Ela enfatiza que a atividade física bem orientada pode ser um fator considerável para a melhora de problemas associados a isso. Para aqueles que passam longos períodos sentados, em pé ou trabalhando em home office, ela recomenda algumas medidas preventivas essenciais, como deixar o posto de trabalho o mais adequado possível, levantar-se e se movimentar rapidamente a cada hora, fazer pausas breves para alongamentos, praticar atividade física e reforço muscular diariamente são medidas fundamentais. Além disso, ela destaca a importância das consultas mensais de osteopatia para prevenção de bloqueios, dores e para melhorar a função geral do paciente.
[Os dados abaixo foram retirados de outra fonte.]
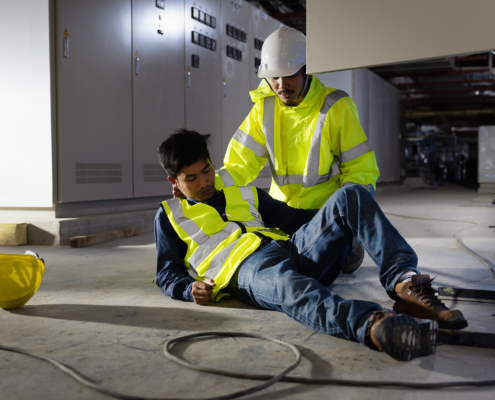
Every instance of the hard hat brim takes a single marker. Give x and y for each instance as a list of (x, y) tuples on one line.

Apesar disso, Luísa menciona um estudo realizado no Brasil em 2018 que desafiou essa crença popular. Segundo ela, o estudo, conduzido com 150 adolescentes no Rio de Janeiro, não encontrou associação entre a postura da coluna cervical durante o uso do celular e a dor cervical. Ela explica que o problema está principalmente no tempo de exposição e em uma posição desconfortável e sem variação de postura.
Quanto ao tratamento das dores na coluna causadas pelo uso prolongado de dispositivos eletrônicos, Ian aponta que o tratamento fisioterapêutico baseado em evidências científicas tem como pilares a terapia manual, agentes eletrofísicos e exercícios terapêuticos. Ele enfatiza a importância de fornecer informações científicas para promover a autonomia do paciente e de abordar os comportamentos que contribuem para as disfunções, especialmente em casos de dor crônica.
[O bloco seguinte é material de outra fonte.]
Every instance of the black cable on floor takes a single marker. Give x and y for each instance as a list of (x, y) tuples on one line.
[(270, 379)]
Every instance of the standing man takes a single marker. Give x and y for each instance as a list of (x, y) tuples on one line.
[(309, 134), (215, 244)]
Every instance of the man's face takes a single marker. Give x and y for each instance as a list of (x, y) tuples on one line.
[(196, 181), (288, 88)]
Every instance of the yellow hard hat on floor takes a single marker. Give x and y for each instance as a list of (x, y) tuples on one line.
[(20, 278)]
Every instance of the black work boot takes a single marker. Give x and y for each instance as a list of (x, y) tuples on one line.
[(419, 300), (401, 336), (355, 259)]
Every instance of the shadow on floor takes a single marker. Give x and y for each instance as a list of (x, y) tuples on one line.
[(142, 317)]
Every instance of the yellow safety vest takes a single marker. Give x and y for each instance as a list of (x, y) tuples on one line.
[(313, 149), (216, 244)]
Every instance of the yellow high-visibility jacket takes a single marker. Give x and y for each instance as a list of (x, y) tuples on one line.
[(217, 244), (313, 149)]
"Mais do que simplesmente tratar sintomas, é fundamental alterar os comportamentos que contribuem para as disfunções. Isto proporciona não só alívio dos sintomas, mas também uma verdadeira transformação na saúde e bem-estar. Alguns fatores muito comuns que aumentam o risco de desenvolver episódios de dores nas costas são episódios anteriores de dor nas costas, sedentarismo e níveis elevados de estresse e ansiedade", explica Ian.
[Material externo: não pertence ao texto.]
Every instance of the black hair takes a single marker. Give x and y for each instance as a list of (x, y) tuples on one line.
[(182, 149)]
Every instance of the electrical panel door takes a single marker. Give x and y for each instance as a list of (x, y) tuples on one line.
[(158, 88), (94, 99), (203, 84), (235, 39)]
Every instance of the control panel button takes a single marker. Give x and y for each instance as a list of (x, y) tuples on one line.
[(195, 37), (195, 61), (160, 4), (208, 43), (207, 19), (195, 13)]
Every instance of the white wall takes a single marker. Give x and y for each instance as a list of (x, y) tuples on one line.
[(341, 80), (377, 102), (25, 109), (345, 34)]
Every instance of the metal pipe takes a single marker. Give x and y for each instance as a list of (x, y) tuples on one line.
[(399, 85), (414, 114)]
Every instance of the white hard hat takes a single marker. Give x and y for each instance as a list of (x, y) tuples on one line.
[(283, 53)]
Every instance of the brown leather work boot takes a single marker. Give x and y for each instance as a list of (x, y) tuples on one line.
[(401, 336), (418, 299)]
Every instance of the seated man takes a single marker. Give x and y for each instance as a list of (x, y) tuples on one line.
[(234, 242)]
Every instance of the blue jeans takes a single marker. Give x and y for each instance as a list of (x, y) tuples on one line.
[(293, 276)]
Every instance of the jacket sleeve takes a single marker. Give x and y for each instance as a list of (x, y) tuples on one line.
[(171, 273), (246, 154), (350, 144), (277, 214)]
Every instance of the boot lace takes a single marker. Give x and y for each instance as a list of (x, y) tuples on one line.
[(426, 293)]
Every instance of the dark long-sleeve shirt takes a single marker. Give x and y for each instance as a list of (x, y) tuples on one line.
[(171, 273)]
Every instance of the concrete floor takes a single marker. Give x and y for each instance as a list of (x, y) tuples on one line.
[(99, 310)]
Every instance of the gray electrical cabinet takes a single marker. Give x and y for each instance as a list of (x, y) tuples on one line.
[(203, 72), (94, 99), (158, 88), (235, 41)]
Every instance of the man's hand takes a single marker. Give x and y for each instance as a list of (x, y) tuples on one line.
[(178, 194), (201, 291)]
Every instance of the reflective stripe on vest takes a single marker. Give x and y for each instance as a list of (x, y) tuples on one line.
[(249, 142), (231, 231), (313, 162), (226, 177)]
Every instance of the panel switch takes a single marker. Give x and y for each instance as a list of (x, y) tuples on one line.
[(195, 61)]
Ele recomenda que quem apresenta esses fatores procure um fisioterapeuta qualificado para orientação e prevenção. Para aqueles que trabalham longas horas sentados, Luísa e Ian recomendam práticas de autocuidado para evitar problemas na coluna e manter a saúde física.
"Um dos principais pontos é estimular a pessoa a aumentar o volume, a frequência e o tipo de movimentação da coluna, incluindo movimentos que variam a postura e a amplitude de movimento”, completam.